Actes Sud 2021, traduit de l'allemand par Juliette Aubert

04/02/2021

Encabanée

"Incarner la femme au foyer au sein d'une forêt glaciale demeure, pour moi, l'acte le plus féministe que je puisse commettre, car c'est suivre mon instinct de femelle et me dessiner dans la neige et l'encre les étapes de mon affranchissement ."

Quel beau mot que cet Encabanée qui donne son titre au roman ! Évoquant tout à la fois le refuge et la prison, fleurant bon la langue québécoise, il était juste parfait pour ce roman inspiré par le journal intime de l'autrice, enfermée dix jours  dans son petit refuge du Bas-Saint-Laurent à cause d’une vague de froid .
Ici la narratrice , choisit de quitter une vie confortable pour s'acheter une cabane et un terrain à Kamouraska , dans une nature à peine troublée par le bruit de trains. Elle veut mener une vie plus frugale, plus proche de la nature , lire de la poésie et écrire. Il lui faudra aussi s'atteler à l'entretien de son poêle pour faire face à un hiver particulièrement rude. Pas de réseau pour le téléphone portable, tout peut donc devenir dangereux.gabrielle filteau-chiba
J'ai tout aimé dans ce roman, la langue, la démarche et la narration qui fait la part belle au romanesque et au corps ,avec l'irruption d'un intrus qui permettra de satisfaire les désirs charnels de notre narratrice.
Un grand coup de cœur pour ce roman qui peint et défend la nature  canadienne avec brio et nous propose un point de vue féminin et féministe sur une expérience plus  souvent racontée au masculin.

Éditions Le mot et le reste, 108 pages drues.

02/02/2021

Zoomania

 "Au cours des dernières semaines, il m'avait expliqué pourquoi . D’après lui, la plupart des gens étaient incapables de comprendre dans quelle situation désespérée se trouvaient les animaux.
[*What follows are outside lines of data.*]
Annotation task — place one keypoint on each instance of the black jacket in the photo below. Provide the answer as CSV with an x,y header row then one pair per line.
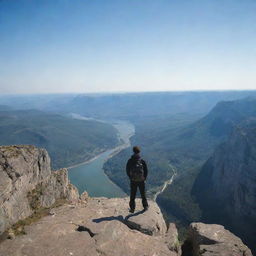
x,y
129,164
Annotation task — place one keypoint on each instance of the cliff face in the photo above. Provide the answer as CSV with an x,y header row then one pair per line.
x,y
88,226
226,185
27,183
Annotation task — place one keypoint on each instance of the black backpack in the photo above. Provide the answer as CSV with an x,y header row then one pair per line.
x,y
137,170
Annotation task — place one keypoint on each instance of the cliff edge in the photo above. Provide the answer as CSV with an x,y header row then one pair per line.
x,y
86,226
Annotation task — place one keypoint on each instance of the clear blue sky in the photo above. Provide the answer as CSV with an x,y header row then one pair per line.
x,y
126,45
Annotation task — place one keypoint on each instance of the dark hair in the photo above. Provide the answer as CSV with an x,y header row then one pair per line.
x,y
136,149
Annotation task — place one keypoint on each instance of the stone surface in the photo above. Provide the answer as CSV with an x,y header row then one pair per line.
x,y
225,188
98,228
212,239
27,182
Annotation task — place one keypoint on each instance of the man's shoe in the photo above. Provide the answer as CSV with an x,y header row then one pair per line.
x,y
131,210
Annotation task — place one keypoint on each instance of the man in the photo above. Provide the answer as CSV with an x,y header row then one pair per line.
x,y
137,171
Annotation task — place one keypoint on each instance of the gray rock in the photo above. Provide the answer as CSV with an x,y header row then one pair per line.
x,y
98,228
26,183
212,239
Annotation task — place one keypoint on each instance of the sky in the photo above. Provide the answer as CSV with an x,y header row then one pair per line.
x,y
81,46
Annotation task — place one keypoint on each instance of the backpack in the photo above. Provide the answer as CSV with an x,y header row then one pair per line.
x,y
137,171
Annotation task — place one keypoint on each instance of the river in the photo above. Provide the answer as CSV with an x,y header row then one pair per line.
x,y
90,176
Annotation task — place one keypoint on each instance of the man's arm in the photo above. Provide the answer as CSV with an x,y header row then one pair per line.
x,y
145,168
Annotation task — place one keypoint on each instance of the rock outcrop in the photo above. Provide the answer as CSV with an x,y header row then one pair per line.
x,y
212,239
27,183
225,187
100,227
88,226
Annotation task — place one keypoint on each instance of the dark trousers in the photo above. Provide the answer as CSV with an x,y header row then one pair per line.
x,y
141,185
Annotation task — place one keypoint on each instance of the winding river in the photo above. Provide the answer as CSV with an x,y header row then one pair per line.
x,y
90,176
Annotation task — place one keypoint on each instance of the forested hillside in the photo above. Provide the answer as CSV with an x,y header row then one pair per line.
x,y
69,141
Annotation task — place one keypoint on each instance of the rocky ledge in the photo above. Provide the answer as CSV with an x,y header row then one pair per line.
x,y
87,226
28,184
99,227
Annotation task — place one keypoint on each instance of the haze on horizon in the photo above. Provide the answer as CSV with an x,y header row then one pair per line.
x,y
87,46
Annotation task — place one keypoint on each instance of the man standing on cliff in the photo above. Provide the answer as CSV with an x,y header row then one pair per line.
x,y
137,171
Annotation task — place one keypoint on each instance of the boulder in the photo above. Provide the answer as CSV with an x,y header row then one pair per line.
x,y
27,183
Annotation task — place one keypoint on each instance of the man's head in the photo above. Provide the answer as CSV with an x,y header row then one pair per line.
x,y
136,150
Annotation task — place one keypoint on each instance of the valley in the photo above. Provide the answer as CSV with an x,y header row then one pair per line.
x,y
177,132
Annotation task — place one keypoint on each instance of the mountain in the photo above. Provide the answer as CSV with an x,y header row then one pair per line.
x,y
225,187
42,214
124,105
188,152
69,141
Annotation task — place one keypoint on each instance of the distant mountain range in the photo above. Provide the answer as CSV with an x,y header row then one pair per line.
x,y
69,141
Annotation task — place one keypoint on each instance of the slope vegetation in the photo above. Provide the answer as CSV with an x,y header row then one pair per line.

Ils étaient trop protégés pour le voir. Trop en sécurité. ils avaient beau connaître les faits et les chiffres , ils ne prenaient pas la mesure de l'ampleur de la dévastation."

La vie des Mc Cloud a été dévastée par une tornade de force 5 ne laissant comme survivants qu'une fratrie de 3 sœurs et un frère. Ne possédant plus rien, Darlène, l'aînée, fait une croix sur ses études à l'université et vend aux médias le récit  de leur tragédie, stigmatisant ainsi leur famille, les marquant du sceau du malheur et de la tristesse.abby geni
Refusant cette situation, Tucker, garçon intransigeant s'enfuit. Il ne reviendra que trois ans plus tard, à la date anniversaire de la tornade, pour libérer de manière dramatique les animaux de laboratoire d'une usine de cosmétiques.
Blessé, pourchassé, il entraîne dans sa cavale, sa plus jeune sœur, Cora, neuf ans,  et entreprend , au fil  de leur périple, de lui expliquer la révélation qu' a été pour lui la tornade et l'engagement radical pour défendre la cause animale qui en a découlé.
Récit tour à tour poignant, haletant , Zoomania sait aussi ménager des moments de pure grâce, comme celui d'un animal incongru évoluant en bord d'océan, ou de tension extrême. Abby Geni manie en virtuose les métaphores et ne présente jamais de manière pathétique ses personnages. Elle peint des scènes hallucinantes ,en n'oblitérant pas leurs aspects dramatiques ou drolatiques, et l'on n'oubliera pas de sitôt l'ultime mission que s'est assigné Tucker.
Un livre palpitant qui fait la part belle à la Nature, sans la présenter de manière angélique, et montre différentes formes de résilience, parfois inattendues.
Un roman puissant qui marque les esprits. Et qui file sur l'étagère des indispensables ,bien sûr.

Traduction Céline Leroy. Actes Sud 2021, 357 pages magistrales.